Once the actual RFP paperwork has hit your desk, and before you commit to a major bid, some red flags that may indicate not all is as it seems include one or more of the following:

  • There’s a ridiculously tight turnaround time for the bid.
  • No briefing session/site visit is offered to bidders.
  • The RFP or spec is poorly written.
  • Your business has no real previous relationship with the customer.
  • The RFP is seeking solutions for an urgent or high-risk situation.
  • You are aware a competitor has been working with the customer on related projects just prior to the release of the RFP and is embedded with that organization.
  • Too much information is requested relative to the short (or unreasonable) bid turnaround timetable.
  • The RFP requires extremely detailed responses to very specific hypotheticals or scenarios, i.e., seeking a detailed plan on how to tackle a problem they may just end up solving themselves by lifting your solution from the bid. Often, you’ll be told afterwards that they decided to take it in-house.
  • Alternatively, the customer doesn’t really know what they want, so the scope and requirements are so broad or vague, it is difficult to meaningfully address them.
  • Jargon or other specific wording in the RFP (e.g., names of proprietary software) suggest it has been (at least partly) prepared by another competitor or business on behalf of the customer.
  • There’s the overall sense the RFP has been “written for someone” and that someone is not you.
  • A significant amount of demonstrated past experience with the organization is a mandatory requirement that you cannot demonstrate, as you are either not incumbent and/or have no historical track record with them.
  • If you are incumbent, there are some questions that are new for this organization and their usual work (e.g., suddenly mandating certain credentials for your team or specific technology to be used going forward).
  • There is a short period for clarification questions to be submitted.
  • There are a lot of clarifying questions sent by bidders to the customer regarding the RFP criteria.
  • The responses to bidders’ clarification questions are vague or remain unanswered.
  • There are last-minute changes to the process (e.g., an extension of the deadline is granted, possibly to help their favored bidder).
  • Results are announced within or before 10 business days of the bid hand-in.
  • Debriefs are refused or, if provided, are time-limited or conducted by phone, and feedback tends to be vague.

This is not to say you should never respond to an RFP if one, some or all of the above factors are present.

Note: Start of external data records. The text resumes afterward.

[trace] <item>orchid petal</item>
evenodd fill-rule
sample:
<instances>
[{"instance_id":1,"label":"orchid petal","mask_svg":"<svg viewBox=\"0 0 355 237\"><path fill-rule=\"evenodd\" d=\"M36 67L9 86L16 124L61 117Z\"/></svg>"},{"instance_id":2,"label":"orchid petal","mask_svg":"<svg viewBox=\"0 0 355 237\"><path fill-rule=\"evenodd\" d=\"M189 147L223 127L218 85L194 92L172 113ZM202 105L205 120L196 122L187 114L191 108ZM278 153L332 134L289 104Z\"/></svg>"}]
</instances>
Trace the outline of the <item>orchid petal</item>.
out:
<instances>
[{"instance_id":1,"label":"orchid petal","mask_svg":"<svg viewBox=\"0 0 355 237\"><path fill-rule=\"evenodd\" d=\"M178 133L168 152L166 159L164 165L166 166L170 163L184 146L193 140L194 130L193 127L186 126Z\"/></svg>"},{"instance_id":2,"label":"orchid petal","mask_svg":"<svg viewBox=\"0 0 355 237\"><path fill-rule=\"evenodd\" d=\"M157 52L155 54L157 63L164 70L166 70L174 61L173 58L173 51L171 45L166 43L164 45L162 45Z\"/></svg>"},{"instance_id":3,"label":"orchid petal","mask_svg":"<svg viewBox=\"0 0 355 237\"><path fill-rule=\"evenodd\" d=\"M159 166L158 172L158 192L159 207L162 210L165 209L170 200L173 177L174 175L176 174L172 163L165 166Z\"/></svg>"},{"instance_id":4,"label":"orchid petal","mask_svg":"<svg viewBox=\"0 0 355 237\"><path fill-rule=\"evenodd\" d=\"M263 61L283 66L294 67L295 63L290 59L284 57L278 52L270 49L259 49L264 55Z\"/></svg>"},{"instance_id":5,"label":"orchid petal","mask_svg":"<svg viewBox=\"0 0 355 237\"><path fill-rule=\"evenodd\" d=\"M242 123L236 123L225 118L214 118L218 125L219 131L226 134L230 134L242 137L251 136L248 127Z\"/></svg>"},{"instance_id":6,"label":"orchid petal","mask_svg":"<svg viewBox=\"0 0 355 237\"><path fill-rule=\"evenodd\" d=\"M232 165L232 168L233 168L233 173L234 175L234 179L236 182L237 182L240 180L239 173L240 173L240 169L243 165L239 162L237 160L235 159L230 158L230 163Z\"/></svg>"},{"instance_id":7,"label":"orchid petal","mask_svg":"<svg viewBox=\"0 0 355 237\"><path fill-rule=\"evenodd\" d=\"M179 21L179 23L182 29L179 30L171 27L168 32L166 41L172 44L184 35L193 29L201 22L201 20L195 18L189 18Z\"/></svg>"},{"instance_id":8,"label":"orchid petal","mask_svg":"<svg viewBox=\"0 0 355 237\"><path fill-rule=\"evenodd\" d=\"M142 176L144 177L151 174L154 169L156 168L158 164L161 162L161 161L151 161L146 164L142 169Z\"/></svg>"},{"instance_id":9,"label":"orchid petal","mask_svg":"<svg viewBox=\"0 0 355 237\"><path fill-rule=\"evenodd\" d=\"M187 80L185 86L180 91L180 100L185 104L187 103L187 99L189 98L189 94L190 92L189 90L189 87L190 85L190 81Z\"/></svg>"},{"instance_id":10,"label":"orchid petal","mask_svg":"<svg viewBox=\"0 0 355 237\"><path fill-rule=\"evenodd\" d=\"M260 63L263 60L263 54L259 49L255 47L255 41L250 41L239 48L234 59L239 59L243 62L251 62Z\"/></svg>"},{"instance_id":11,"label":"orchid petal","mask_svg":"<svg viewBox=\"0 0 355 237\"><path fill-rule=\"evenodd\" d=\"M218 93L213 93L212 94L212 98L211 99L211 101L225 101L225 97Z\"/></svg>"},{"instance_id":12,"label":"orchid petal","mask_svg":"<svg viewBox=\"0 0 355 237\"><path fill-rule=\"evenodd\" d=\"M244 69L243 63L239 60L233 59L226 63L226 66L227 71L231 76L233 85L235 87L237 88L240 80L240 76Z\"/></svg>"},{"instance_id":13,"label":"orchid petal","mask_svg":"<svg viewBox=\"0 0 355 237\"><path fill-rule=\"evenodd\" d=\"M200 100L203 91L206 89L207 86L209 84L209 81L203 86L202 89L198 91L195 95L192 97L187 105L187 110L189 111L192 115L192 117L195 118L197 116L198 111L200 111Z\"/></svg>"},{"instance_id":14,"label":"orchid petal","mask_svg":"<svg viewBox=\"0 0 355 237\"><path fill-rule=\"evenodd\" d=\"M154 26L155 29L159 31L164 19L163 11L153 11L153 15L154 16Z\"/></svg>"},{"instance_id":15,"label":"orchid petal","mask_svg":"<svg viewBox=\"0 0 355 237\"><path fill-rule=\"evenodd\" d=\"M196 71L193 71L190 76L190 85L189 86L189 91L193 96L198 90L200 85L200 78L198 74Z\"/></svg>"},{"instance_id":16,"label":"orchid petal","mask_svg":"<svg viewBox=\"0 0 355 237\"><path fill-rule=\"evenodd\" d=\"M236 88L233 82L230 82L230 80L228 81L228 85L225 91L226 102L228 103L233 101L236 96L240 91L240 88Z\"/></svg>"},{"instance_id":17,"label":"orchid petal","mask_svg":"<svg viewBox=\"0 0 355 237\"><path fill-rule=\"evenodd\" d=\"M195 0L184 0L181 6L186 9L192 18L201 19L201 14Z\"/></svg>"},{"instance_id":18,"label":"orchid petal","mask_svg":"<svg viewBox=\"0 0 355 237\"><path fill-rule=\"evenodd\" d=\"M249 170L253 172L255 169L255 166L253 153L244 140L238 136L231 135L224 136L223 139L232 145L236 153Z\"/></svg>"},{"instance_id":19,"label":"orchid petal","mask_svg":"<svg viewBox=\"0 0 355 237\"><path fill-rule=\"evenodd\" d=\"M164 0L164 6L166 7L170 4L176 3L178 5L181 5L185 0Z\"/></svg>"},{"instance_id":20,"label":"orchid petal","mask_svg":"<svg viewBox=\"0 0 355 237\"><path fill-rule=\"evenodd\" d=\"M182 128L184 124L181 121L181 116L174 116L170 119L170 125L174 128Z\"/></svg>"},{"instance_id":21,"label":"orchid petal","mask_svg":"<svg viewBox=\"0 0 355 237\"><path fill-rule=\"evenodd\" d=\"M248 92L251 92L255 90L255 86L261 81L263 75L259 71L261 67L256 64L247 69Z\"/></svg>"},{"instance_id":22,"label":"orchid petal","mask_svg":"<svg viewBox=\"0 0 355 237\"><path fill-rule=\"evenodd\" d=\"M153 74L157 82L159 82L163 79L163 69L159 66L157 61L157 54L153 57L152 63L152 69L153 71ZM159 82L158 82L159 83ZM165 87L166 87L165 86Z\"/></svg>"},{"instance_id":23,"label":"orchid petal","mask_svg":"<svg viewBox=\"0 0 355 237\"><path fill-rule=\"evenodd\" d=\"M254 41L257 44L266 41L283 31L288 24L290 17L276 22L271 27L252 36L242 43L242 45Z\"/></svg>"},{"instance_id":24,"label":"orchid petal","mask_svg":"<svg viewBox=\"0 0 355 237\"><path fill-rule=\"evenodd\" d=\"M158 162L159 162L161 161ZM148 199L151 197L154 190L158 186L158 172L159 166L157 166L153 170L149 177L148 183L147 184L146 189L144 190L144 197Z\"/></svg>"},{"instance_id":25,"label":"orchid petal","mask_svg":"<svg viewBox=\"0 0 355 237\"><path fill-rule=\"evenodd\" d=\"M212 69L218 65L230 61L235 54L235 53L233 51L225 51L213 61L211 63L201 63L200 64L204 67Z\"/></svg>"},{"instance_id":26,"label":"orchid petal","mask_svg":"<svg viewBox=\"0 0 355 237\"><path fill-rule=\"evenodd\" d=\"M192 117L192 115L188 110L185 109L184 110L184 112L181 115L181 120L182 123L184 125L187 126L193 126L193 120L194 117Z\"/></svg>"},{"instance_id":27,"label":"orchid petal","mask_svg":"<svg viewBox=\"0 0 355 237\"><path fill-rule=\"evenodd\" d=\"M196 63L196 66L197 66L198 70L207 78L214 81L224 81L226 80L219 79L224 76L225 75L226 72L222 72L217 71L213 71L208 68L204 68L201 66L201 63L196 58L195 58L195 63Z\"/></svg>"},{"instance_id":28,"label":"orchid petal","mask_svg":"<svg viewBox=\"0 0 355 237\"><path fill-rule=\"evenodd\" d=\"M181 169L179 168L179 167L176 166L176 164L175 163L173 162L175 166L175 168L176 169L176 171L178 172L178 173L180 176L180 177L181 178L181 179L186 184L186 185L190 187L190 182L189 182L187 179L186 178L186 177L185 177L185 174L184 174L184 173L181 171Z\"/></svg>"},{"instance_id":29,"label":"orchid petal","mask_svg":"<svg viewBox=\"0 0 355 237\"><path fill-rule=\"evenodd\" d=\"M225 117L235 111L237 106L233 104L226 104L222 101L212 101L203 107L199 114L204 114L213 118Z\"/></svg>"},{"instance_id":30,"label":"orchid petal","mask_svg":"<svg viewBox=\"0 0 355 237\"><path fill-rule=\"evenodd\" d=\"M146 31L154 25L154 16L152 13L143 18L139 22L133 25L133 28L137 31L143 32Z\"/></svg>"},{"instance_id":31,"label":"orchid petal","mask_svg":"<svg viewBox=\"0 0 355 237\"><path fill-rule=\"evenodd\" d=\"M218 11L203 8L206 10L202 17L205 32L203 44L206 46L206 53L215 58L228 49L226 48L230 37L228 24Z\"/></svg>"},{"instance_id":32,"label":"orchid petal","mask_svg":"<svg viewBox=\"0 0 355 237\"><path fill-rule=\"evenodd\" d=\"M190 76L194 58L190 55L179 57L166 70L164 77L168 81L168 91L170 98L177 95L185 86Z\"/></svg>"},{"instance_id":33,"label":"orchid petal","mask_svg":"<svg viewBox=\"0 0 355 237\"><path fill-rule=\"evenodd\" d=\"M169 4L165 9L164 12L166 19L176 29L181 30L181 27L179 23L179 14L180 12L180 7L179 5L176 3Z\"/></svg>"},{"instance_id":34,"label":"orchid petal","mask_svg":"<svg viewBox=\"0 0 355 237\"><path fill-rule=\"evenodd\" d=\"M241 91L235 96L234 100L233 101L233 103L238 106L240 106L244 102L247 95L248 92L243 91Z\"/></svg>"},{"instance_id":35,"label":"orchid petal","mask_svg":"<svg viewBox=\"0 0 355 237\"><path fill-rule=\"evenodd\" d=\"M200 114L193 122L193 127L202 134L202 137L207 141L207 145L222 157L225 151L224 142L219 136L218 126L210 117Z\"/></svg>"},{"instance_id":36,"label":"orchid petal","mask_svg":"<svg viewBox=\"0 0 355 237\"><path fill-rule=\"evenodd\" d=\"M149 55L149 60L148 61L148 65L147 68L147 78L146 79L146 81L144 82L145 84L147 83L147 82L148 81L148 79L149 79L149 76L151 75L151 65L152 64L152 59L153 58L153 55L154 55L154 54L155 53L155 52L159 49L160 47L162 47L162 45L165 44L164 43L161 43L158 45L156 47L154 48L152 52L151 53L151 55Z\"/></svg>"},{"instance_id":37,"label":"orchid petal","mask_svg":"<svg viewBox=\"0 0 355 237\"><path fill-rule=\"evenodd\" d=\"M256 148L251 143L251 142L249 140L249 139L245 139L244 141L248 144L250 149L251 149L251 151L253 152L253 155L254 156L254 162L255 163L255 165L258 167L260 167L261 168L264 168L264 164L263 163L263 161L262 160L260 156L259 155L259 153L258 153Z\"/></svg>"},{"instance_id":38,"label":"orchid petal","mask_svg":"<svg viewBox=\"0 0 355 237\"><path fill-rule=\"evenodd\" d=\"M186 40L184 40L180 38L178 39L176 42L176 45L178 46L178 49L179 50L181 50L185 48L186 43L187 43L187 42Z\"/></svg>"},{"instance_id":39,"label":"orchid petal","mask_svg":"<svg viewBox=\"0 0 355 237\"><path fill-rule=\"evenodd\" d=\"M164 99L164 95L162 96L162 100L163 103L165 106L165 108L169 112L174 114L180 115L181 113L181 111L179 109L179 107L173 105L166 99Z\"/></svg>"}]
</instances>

However, if you want to spend time on an RFP flying more than six of these red flags, carefully weigh your costs of bidding against your prospects of success. A strong bid or no-bid qualification process can often help your business decide one way or another whether this is a genuine opportunity to pursue.

And if you do decide to bid, participate with the knowledge that the RFP structure and process is imperfect (and without being too paranoid the outcome is possibly pre-determined and not in your favor).

Finally, it is worth bearing in mind that often, nothing nefarious is going on at all. The tender, bid or proposal may not be “rigged”; rather, the organization calling for bids is simply inexperienced in running an RFP process, is running late or is just generally disorganized.

In the last two decades Amy Burton-Bradley has strategized, managed, written and produced more proposals and bids than she cares to remember! She is the consulting director of JMA, a boutique bid consultancy from down under that has helped customers attract, win, grow, and retain new clients and business through winning bids since 1993. She can be reached on LinkedIn.

Join the Conversation

  1. Rodger Manning

    Great job Amy – I particularly liked the statement that there may just be a ‘sense’ that the RFP feels like it has been written for someone else. Just taking the time to reflect and consider ‘does this feel right?’ could save a whole heap of time and money and increase your chance of winning the opportunity you should be putting more focus on.